Eager to please and desiring to return the courtesy, the duchess commissioned the legendary toymaker Fritz von Weerg to build a clockwork effigy of Pidlwick as a gift for Strahd’s family. Although the duchess’s heart was in the right place, the effigy didn’t have Pidlwick’s abilities, and it failed to entertain anyone. Even though Pidlwick himself had spent months training it, the effigy couldn’t speak, and its movements were more awkward than amusing.
A harsh winter trapped the duchess, her fool, and her fool’s effigy in Castle Ravenloft for several months. The duchess subsequently succumbed to illness, after which Tatyana asked Pidlwick to remain at Castle Ravenloft.

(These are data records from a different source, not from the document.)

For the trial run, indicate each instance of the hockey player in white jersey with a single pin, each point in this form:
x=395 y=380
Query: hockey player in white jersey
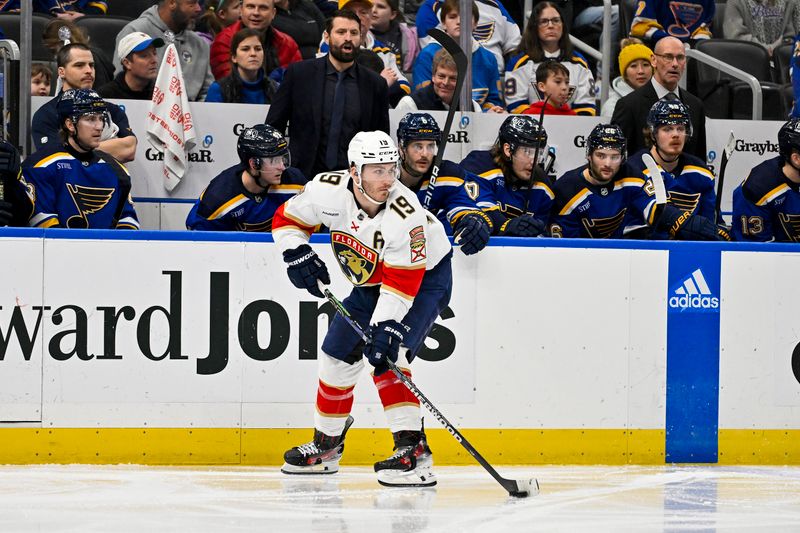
x=397 y=256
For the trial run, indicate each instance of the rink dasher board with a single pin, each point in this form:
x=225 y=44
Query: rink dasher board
x=560 y=353
x=218 y=126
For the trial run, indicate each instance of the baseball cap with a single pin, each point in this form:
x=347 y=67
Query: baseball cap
x=136 y=42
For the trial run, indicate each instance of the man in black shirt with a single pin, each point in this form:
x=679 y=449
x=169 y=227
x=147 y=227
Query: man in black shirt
x=137 y=53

One Pidlwick Too Many. Von Weerg was no ordinary toymaker, and he put a little of himself into all his creations, which is to say his works had a touch of their creator’s madness. Pidlwick II knew that it had no purpose as long as Pidlwick remained in Castle Ravenloft, so it pushed Pidlwick down a long flight of stairs, killing him. Everyone else thought it was an accident. In the days that followed, Pidlwick II tried its best to fill its namesake’s shoes, but the effigy’s mere presence was upsetting to Tatyana, and it was never called on to perform. Eventually, it was shut away like a discarded toy.
Evil Toy. Pidlwick II was kept in a small closet adjacent to one of the guest bedrooms. On rare occasions when someone stayed there, Pidlwick would sneak out of the closet in the middle of the night, smother the guest with a pillow, and then retreat back to the closet. The castle staff never considered that the effigy might be responsible, instead assuming that the guests had died in their sleep.
But Strahd was not fooled. He came to realize fairly quickly that the clockwork effigy had begun to display a murderous nature. Rather than have Pidlwick II destroyed, Strahd kept the fool around to dispose of irksome guests from time to time.
After the deaths of Sergei and Tatyana, the castle became virtually abandoned, and there were no more guests for Pidlwick II to “entertain.” The clockwork effigy emerged from its closet and found new places to hide. It fears Strahd and eagerly follows anyone who gives it the attention it craves.
Pidlwick II is basically an oversized toy—a 4-foot-tall mechanism stuffed with gears, springs, and other components expertly fitted together to impart a semblance of life to it. Its skin is made of stitched leather pulled taut over an articulated wooden frame. Pidlwick II has rubbed soot around its eyes and mouth, giving it the triangular eyes and jagged grin of a jack-o’-lantern.